Le lendemain, la foule s'est élargie. Imed se trouvait parmi les manifestants. «J'ai protesté contre la police, comme je le faisais souvent à l'université», me dit Imed, qui ne s'attendait pas à ce que le feu de la colère se propage jusqu'aux autres régions pour atteindre la capitale et se transformer en un volcan en éruption explosive. Mais le Sud de la Tunisie a déjà craché ses cendres, l'étincelle de Bouazizi n'a fait que rompre le calme feint du volcan.
Scepticisme
Imed a du mal à imaginer l'avenir. «Tu crois que la Tunisie deviendra un jour comme la France?», me demande-t-il. Pour le jeune homme, la France veut dire liberté. Il a du mal à se représenter une Tunisie libre. Wahib, le mécanicien, non plus. Pour lui, il y a beaucoup de travail à faire au niveau des mentalités. «Il faut que les Tunisiens comprennent que la liberté pour laquelle ils luttent depuis des semaines et pour laquelle il y a eu des martyrs, ne leur permet pas de brûler le feu rouge et d'empêcher les enfants d'aller à l'école». La voiture s'arrête pour prendre oncle Lazhar, ancien fellag. Le gouvernorat de Sidi Bouzid compte 3.300 anciens combattants titulaires de la carte du Général de La tour. Cette carte leur a été remise lorsqu'ils ont déposé les armes sous les ordres de Bourguiba. 700 fellagas sont à Sidi Bouzid, les autres vivent encore à Maknassi, Souk El Jedid, Bouzayane, Essnad et Zarouch. Du coup, l'inscription sur le mur qui dit «Lève ta tête tu es à Sidi Bouzid» a du sens pour moi. J'insiste pour que oncle Lazhar me dise quel sens il donne, lui, aux mots «Dignité et liberté» ? Il répond avec un geste qui veut dire «sacrifice», en ajoutant que leur combat n'a servi à rien. «Nous n'avons jamais goûté à la liberté et à la dignité pour lesquelles nous nous sommes battus. Ni à l'époque de Bourguiba, ni à celle de Ben Ali. Et je ne crois pas que l'avenir sera meilleur». Mais enfin pourquoi ? Oncle Lazhar explique que «le président en fuite», a laissé des milliers de Ben Ali derrière lui. Et s'il a osé voler c'est que personne ne l'a empêché. Selon l'ancien fellag, ce qu'il n'aime pas appeler «révolution», est arrivée trop tard. «Il y a trop de chiens méchants à abattre», conclut-il. Et l'opposition ? Insistais-je. «Qui sont-ils ? D'où viennent-ils ? On ne les connaît pas!»
Rien à perdre
«Si nous gagnons, nous ne perdons pas. Et si nous perdons, c'est parce qu'on n'a rien à perdre». C'est cette phrase qui m'a donné envie d'aller là où tout a commencé.
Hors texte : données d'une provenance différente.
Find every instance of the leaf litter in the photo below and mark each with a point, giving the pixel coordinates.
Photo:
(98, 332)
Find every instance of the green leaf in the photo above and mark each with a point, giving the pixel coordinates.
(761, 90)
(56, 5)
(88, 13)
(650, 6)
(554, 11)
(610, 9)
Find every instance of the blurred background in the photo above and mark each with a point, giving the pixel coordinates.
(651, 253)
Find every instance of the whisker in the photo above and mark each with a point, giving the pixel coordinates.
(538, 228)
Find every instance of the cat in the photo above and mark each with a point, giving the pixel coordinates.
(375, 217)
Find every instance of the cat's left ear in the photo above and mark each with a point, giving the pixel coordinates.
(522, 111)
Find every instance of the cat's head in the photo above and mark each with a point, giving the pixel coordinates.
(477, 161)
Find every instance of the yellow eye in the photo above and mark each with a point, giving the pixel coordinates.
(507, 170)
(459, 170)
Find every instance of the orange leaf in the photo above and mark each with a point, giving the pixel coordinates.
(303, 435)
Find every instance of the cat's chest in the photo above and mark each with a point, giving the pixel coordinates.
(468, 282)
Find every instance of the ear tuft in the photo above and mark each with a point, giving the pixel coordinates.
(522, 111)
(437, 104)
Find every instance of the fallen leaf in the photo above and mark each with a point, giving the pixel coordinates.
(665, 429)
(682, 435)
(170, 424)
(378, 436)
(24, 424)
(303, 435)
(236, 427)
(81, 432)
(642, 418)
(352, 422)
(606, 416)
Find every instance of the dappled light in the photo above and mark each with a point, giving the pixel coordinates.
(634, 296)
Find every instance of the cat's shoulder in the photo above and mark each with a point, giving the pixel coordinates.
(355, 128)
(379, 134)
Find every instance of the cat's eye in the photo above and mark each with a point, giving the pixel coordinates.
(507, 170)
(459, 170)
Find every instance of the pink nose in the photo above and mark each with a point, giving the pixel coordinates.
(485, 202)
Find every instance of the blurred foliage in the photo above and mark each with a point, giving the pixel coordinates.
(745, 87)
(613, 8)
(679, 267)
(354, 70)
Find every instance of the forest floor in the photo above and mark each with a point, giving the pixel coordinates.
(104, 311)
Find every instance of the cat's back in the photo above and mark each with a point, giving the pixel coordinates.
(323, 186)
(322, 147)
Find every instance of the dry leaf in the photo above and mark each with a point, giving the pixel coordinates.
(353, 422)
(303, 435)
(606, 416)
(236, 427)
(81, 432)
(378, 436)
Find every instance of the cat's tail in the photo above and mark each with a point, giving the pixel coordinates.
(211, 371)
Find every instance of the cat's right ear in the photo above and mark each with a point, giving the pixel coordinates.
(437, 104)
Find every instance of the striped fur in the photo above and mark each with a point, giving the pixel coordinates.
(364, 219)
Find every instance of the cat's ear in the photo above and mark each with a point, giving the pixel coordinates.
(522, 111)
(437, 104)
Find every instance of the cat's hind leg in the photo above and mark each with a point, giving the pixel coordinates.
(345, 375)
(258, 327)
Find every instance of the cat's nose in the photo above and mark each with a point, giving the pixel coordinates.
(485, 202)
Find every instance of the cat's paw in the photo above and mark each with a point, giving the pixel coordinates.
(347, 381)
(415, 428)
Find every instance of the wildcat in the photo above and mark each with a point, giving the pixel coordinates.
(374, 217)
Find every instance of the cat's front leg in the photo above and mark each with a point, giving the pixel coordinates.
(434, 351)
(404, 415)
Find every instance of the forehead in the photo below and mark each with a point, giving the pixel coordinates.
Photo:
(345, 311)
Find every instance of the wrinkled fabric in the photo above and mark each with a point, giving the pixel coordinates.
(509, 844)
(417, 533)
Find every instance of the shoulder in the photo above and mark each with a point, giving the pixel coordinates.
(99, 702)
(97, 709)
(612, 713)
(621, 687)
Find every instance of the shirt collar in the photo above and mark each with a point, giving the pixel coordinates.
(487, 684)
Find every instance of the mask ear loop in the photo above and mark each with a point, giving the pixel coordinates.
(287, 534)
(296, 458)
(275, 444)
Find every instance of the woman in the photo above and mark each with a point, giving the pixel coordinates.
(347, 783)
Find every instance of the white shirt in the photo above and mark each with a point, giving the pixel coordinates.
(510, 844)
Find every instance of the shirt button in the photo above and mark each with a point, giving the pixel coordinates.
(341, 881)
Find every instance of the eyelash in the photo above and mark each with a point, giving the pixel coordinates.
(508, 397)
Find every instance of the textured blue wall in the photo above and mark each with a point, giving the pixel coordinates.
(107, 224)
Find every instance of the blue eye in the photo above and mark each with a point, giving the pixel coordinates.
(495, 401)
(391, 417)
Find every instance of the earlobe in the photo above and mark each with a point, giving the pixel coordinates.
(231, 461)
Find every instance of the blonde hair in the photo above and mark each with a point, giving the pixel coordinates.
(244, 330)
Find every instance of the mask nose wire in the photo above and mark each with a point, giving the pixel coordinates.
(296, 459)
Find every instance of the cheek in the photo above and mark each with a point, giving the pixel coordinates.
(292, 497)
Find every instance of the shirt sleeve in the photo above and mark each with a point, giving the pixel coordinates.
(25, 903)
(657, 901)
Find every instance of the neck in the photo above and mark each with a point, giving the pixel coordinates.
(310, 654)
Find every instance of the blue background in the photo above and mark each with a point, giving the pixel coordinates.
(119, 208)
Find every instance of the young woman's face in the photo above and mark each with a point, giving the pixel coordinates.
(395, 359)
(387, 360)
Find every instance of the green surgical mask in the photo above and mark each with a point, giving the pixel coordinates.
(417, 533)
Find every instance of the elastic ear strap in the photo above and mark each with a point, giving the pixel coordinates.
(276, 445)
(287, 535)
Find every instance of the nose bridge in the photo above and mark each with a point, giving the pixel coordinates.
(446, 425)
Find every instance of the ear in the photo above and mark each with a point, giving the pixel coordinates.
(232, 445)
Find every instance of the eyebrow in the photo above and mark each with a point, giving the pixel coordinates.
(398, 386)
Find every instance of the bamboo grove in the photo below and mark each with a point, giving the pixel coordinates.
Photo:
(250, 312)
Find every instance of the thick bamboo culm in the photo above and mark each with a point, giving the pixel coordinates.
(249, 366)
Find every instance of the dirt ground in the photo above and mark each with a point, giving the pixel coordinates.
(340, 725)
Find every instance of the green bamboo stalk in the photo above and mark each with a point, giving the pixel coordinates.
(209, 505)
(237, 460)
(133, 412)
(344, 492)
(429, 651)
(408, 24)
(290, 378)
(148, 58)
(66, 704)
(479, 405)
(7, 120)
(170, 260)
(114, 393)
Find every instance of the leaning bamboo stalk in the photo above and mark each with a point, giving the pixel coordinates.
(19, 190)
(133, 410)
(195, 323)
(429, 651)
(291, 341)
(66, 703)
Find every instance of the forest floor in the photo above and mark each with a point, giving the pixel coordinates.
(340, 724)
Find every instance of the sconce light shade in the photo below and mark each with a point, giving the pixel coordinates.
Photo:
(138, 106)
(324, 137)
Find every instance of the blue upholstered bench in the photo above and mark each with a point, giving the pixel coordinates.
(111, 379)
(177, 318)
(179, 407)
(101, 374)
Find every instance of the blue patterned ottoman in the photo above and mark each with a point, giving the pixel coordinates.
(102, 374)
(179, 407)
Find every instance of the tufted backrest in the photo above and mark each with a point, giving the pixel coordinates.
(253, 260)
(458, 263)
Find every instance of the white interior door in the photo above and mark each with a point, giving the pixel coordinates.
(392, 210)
Elle a été prononcée par oncle Houssine au téléphone, le 14 janvier, lorsque je l'ai appelé pour avoir des nouvelles de la famille et lui demander par la même occasion ce qu'il pense des événements qui venaient d'avoir lieu. Instituteur retraité, il connaît forcément des tas de gens. Le lundi 24 janvier, c'est lui qui m' introduit au bureau de l'emploi de Sidi Bouzid. Il m'a présentée au chef du bureau, Lazhar Hamdi. Ce dernier nous apprend que selon les statistiques de 2009, il y a 3.899 demandes d'emploi et 3.864 demandes sans réponses. L'entretien a été interrompu au moins trois fois par des visiteurs demandeurs d'emploi. Entre autres, une jeune fille fraîchement diplômée accompagnée par son père qui avoue avoir quatre chômeurs à la maison. Un bachelier, les yeux au beurre noir, interrompt la conversation pour crier sa colère contre un bureau d'emploi qui n'emploie jamais. «Désolé, je ne peux rien pour vous», répond Lazhar Hamdi, à chaque fois. Intriguée, j'attends impatiemment des explications, surtout après avoir eu connaissance des richesses insoupçonnées de la région.